March 26: Certified Copy/Copie conforme (2010 -- Abbas Kiarostami)

★★★★
This film is a certified, leisurely art movie that’s heavy on dialog and whose actions carry double meanings. The film is so deliberate and staged that I don’t think it’s going to be on a lot of people’s fav list, but I liked it a lot.

At the film’s core is the notion of original and copy and the question of the value of the copy. If that weren’t Derridean enough, a lot of the dialog between the two main characters, Elle and James Miller, seems suspended with uncertain significance. Is theirs is a real (original) marriage or a staged, simulated (copy) one, a game they are playing? And if theirs is only a copy, the film gets at the point that copies have value; James Miller expresses his respect for Elle's sister, who's happy with whatever she has whether it’s an original or a copy. And the wonderful scene in the Tuscan cathedral visually calls into question "original", too, with couples throughout the building happily getting married, replicating marriage in the background of our two main characters; by this point, the notion of original or copy is moot….any “original” marriage is lost and/or irreplaceable.
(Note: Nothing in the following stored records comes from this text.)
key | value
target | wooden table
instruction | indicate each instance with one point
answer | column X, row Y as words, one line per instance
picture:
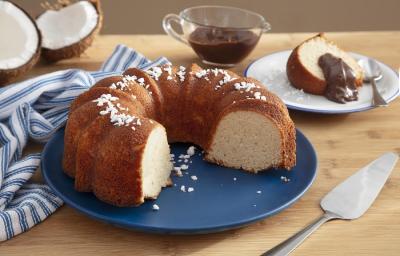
column 344, row 143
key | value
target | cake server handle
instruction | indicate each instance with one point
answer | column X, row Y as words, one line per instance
column 294, row 241
column 169, row 30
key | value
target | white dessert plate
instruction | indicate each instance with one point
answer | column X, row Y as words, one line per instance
column 271, row 71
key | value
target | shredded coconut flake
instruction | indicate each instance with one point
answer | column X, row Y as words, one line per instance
column 183, row 188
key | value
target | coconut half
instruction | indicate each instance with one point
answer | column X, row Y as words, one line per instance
column 69, row 31
column 19, row 43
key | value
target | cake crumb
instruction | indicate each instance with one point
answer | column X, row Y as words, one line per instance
column 178, row 171
column 191, row 151
column 285, row 179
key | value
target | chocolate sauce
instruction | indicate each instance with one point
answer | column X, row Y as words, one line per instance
column 222, row 45
column 340, row 79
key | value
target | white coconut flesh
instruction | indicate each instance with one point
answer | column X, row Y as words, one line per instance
column 19, row 37
column 67, row 26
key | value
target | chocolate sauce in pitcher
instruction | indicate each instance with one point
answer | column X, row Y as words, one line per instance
column 222, row 45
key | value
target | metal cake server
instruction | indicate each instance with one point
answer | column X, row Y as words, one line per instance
column 348, row 200
column 373, row 74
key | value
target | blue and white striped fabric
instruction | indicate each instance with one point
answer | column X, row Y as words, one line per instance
column 35, row 109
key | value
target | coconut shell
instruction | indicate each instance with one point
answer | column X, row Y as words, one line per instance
column 9, row 75
column 76, row 49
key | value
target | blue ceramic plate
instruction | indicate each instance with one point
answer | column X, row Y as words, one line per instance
column 222, row 199
column 271, row 71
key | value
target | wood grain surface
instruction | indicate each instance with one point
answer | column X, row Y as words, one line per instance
column 344, row 143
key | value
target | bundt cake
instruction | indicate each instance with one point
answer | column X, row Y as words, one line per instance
column 303, row 69
column 117, row 133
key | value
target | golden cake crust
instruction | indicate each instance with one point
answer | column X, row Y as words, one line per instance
column 188, row 102
column 301, row 78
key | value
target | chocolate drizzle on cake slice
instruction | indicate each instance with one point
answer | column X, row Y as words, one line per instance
column 340, row 79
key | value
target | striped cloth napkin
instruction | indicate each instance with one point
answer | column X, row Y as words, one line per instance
column 35, row 109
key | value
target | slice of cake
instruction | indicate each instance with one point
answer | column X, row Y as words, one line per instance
column 304, row 70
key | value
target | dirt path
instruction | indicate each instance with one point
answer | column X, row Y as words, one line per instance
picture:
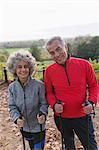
column 10, row 137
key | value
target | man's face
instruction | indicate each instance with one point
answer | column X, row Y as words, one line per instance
column 57, row 52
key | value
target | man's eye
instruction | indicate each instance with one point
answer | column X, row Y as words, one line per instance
column 19, row 67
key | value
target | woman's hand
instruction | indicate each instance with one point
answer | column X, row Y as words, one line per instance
column 41, row 118
column 20, row 122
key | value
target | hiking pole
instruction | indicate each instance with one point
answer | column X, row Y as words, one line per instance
column 40, row 113
column 61, row 129
column 21, row 130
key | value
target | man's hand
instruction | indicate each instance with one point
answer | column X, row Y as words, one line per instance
column 58, row 108
column 41, row 118
column 88, row 108
column 20, row 123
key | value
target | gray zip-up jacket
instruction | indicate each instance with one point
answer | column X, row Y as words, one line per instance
column 27, row 102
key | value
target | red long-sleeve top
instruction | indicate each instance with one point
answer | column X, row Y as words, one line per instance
column 70, row 84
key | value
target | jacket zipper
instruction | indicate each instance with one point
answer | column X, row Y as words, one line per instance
column 66, row 74
column 26, row 110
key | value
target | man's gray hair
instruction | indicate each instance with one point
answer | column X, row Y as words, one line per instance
column 15, row 57
column 58, row 38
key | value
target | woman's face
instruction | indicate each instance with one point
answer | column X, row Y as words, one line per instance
column 22, row 71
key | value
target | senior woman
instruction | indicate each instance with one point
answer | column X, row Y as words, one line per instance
column 27, row 99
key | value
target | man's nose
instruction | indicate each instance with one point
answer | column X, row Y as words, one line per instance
column 56, row 54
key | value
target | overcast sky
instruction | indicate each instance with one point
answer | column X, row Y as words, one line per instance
column 34, row 19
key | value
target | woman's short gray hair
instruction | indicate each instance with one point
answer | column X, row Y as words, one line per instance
column 15, row 57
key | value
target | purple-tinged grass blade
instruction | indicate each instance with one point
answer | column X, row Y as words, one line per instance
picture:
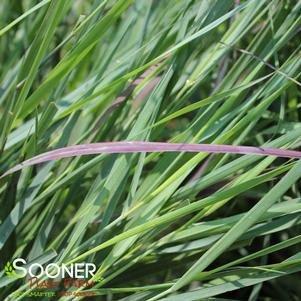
column 139, row 147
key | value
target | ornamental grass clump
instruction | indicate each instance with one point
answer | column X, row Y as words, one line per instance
column 153, row 145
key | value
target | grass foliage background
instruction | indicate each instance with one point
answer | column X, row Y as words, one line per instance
column 169, row 226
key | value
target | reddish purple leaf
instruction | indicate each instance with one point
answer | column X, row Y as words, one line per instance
column 138, row 147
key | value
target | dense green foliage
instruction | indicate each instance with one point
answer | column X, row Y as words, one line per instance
column 170, row 226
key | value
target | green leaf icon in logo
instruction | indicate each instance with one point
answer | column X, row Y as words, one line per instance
column 9, row 270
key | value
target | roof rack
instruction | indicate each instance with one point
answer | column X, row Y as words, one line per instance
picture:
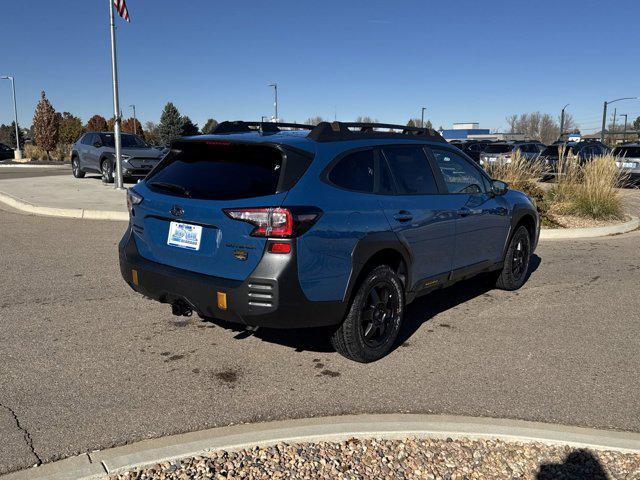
column 332, row 132
column 337, row 131
column 265, row 127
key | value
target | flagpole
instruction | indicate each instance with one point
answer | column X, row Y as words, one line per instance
column 116, row 101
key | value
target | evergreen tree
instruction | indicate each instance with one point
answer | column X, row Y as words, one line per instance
column 70, row 128
column 97, row 123
column 189, row 128
column 211, row 124
column 170, row 126
column 45, row 125
column 128, row 127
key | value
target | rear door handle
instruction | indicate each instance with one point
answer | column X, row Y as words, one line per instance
column 403, row 216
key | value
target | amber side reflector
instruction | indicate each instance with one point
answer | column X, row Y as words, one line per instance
column 222, row 301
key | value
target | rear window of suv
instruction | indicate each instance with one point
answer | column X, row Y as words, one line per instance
column 629, row 152
column 226, row 171
column 498, row 148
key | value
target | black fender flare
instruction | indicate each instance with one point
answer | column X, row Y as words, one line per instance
column 366, row 248
column 521, row 211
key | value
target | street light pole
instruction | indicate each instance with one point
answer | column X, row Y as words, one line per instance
column 275, row 103
column 135, row 127
column 604, row 114
column 116, row 100
column 624, row 132
column 17, row 154
column 562, row 121
column 613, row 127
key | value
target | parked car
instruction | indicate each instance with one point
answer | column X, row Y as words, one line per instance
column 474, row 148
column 503, row 152
column 325, row 227
column 584, row 150
column 6, row 152
column 95, row 152
column 628, row 160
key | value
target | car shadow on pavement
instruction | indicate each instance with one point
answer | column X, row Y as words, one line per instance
column 579, row 465
column 417, row 313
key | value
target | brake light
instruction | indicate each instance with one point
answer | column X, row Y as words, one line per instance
column 276, row 221
column 279, row 247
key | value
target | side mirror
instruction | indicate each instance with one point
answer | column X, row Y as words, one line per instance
column 498, row 187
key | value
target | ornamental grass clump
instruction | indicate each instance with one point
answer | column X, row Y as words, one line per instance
column 597, row 195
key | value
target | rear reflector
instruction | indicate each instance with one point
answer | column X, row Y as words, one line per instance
column 279, row 247
column 222, row 300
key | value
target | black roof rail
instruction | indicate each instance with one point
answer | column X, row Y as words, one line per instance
column 240, row 126
column 337, row 131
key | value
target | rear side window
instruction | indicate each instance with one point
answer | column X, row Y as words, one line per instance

It’s a fabulous scene as the two leads play their way through their marriage(?) among all the other replicating ones. The film eventually lands on the point that a marriage is just a marriage, original/real or copy/unreal.
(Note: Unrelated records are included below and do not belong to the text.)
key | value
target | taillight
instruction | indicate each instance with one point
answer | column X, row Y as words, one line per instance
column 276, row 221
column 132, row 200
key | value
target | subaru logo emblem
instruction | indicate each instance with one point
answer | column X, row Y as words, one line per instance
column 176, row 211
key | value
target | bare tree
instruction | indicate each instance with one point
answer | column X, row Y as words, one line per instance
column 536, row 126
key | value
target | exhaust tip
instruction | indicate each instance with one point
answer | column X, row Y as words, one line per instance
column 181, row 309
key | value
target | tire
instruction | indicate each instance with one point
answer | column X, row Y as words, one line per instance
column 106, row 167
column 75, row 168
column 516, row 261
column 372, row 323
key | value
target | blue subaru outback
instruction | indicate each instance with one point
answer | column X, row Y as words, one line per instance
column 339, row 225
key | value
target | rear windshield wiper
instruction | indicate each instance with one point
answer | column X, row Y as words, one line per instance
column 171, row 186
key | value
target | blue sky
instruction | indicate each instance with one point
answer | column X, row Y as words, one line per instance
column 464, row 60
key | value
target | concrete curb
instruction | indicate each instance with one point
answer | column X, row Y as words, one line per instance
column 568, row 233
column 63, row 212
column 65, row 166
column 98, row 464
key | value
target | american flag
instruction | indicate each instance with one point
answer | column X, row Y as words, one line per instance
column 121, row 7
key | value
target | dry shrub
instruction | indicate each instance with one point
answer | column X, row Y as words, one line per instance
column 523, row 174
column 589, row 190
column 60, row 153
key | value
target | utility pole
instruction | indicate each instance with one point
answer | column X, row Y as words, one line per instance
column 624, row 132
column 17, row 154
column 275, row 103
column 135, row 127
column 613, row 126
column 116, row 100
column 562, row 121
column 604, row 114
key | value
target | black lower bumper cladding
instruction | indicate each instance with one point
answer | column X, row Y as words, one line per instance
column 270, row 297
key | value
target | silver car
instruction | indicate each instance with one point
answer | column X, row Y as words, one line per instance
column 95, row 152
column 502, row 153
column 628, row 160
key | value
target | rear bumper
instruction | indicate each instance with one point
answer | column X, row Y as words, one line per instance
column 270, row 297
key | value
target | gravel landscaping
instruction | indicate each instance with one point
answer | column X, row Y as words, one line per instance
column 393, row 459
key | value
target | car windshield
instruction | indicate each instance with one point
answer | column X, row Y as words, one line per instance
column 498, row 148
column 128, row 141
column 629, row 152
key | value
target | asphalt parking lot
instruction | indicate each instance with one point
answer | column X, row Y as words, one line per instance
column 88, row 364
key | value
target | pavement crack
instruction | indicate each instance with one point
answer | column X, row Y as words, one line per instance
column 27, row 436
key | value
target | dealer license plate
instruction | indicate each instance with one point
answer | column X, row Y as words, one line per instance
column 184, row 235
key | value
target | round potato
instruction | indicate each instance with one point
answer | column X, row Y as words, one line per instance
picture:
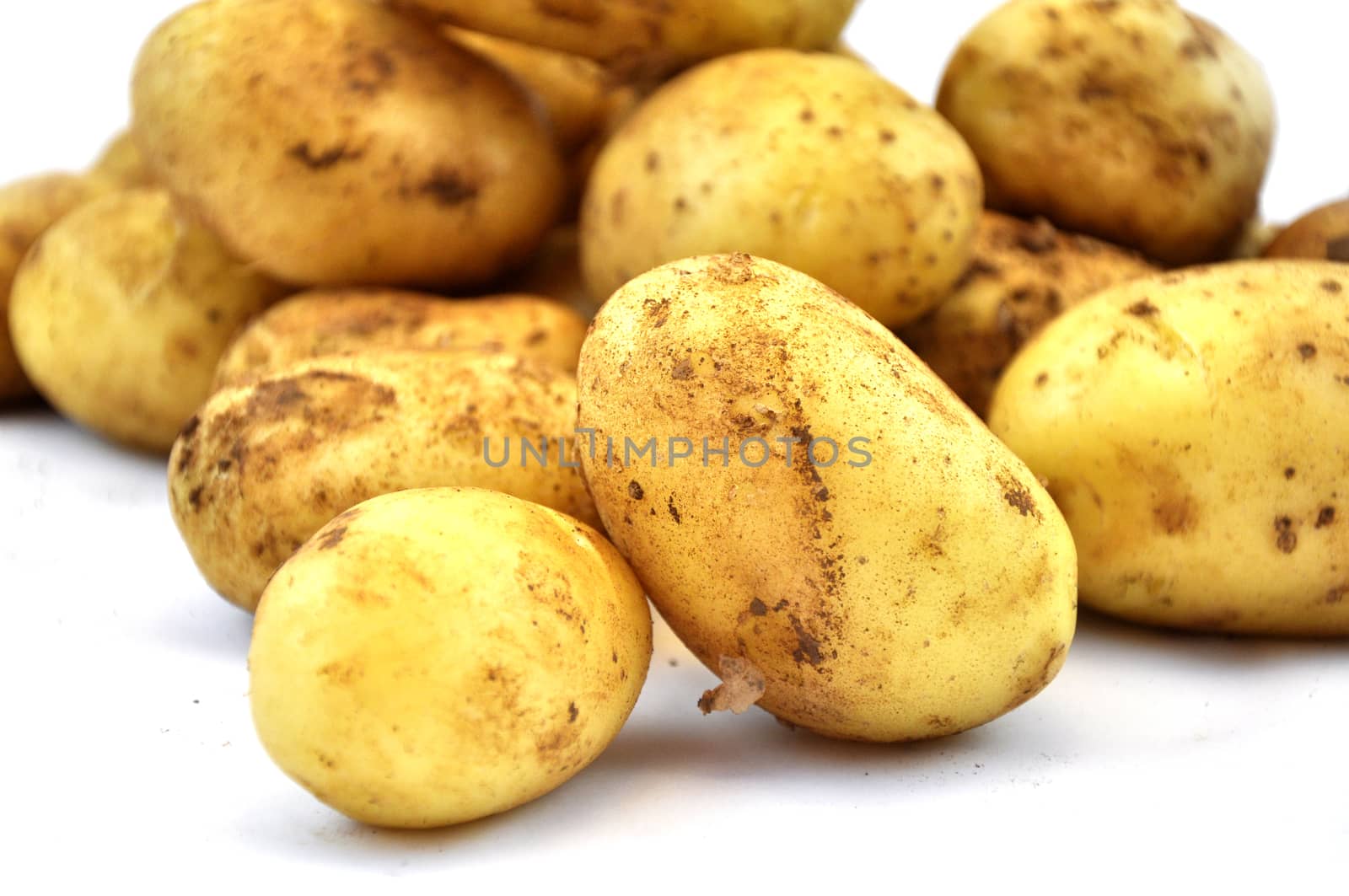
column 335, row 142
column 1322, row 233
column 1193, row 428
column 811, row 159
column 813, row 512
column 352, row 321
column 1024, row 274
column 436, row 656
column 262, row 467
column 1130, row 121
column 121, row 311
column 644, row 40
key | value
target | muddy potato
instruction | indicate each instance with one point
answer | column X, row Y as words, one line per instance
column 352, row 321
column 1194, row 429
column 1024, row 274
column 811, row 159
column 262, row 467
column 1322, row 233
column 335, row 142
column 1130, row 121
column 121, row 311
column 904, row 587
column 436, row 656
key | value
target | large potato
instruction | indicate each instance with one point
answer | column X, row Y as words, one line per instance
column 121, row 311
column 914, row 584
column 1131, row 121
column 262, row 467
column 651, row 38
column 1024, row 274
column 1194, row 429
column 336, row 142
column 811, row 159
column 352, row 321
column 436, row 656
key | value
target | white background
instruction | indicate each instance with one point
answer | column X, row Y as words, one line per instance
column 1153, row 761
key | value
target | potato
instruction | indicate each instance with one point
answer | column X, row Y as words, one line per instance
column 443, row 655
column 335, row 142
column 1322, row 233
column 1193, row 429
column 1130, row 121
column 262, row 467
column 811, row 159
column 1024, row 274
column 121, row 311
column 644, row 38
column 352, row 321
column 914, row 581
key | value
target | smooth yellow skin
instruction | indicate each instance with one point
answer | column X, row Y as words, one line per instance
column 262, row 467
column 334, row 142
column 811, row 159
column 438, row 656
column 1130, row 121
column 121, row 311
column 352, row 321
column 644, row 40
column 921, row 595
column 1194, row 429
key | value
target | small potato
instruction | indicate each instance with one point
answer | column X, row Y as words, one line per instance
column 436, row 656
column 335, row 142
column 1194, row 429
column 265, row 466
column 352, row 321
column 121, row 311
column 1024, row 274
column 1322, row 233
column 811, row 159
column 1130, row 121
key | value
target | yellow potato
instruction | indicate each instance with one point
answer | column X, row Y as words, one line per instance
column 1024, row 274
column 1194, row 429
column 1130, row 121
column 811, row 159
column 436, row 656
column 262, row 467
column 121, row 311
column 335, row 142
column 908, row 586
column 352, row 321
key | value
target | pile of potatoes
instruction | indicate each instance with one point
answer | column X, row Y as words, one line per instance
column 863, row 394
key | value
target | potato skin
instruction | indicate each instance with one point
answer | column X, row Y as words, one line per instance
column 1024, row 274
column 1130, row 121
column 335, row 142
column 121, row 311
column 265, row 466
column 352, row 321
column 1193, row 428
column 917, row 595
column 811, row 159
column 436, row 656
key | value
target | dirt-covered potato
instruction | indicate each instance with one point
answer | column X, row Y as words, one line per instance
column 1024, row 274
column 121, row 311
column 1130, row 121
column 865, row 555
column 262, row 467
column 642, row 38
column 1194, row 429
column 354, row 321
column 336, row 142
column 442, row 655
column 1322, row 233
column 811, row 159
Certified Copy also suggests another original/copy duality: cinema and reality. Like the other film I saw by Kiarostami recently, Close-Up, this film demands the viewer acknowledge he’s watching a simulacra of reality and not reality. As the two characters drive away from Elle’s house, the severe reflections on the windshield call attention to the fact that we’re watching a film and not a reality as Hollywood film language would express it. Later, at the restaurant, Elle looks right at the camera, right at us, and talks to us as though we were James. Ditto when she’s in the bathroom in front of the mirror later. These are two of the most uncomfortable scenes I've sat though in a movie in awhile. Added to those flourishes, the dialog of the film is generally stagey and stilted. We are clearly watching a movie and not watching reality, but the point is that what we have is good.

And we're led to accept and enjoy this or any "copy" of "reality," whether it’s a Michelangelo or any other Certified Copy.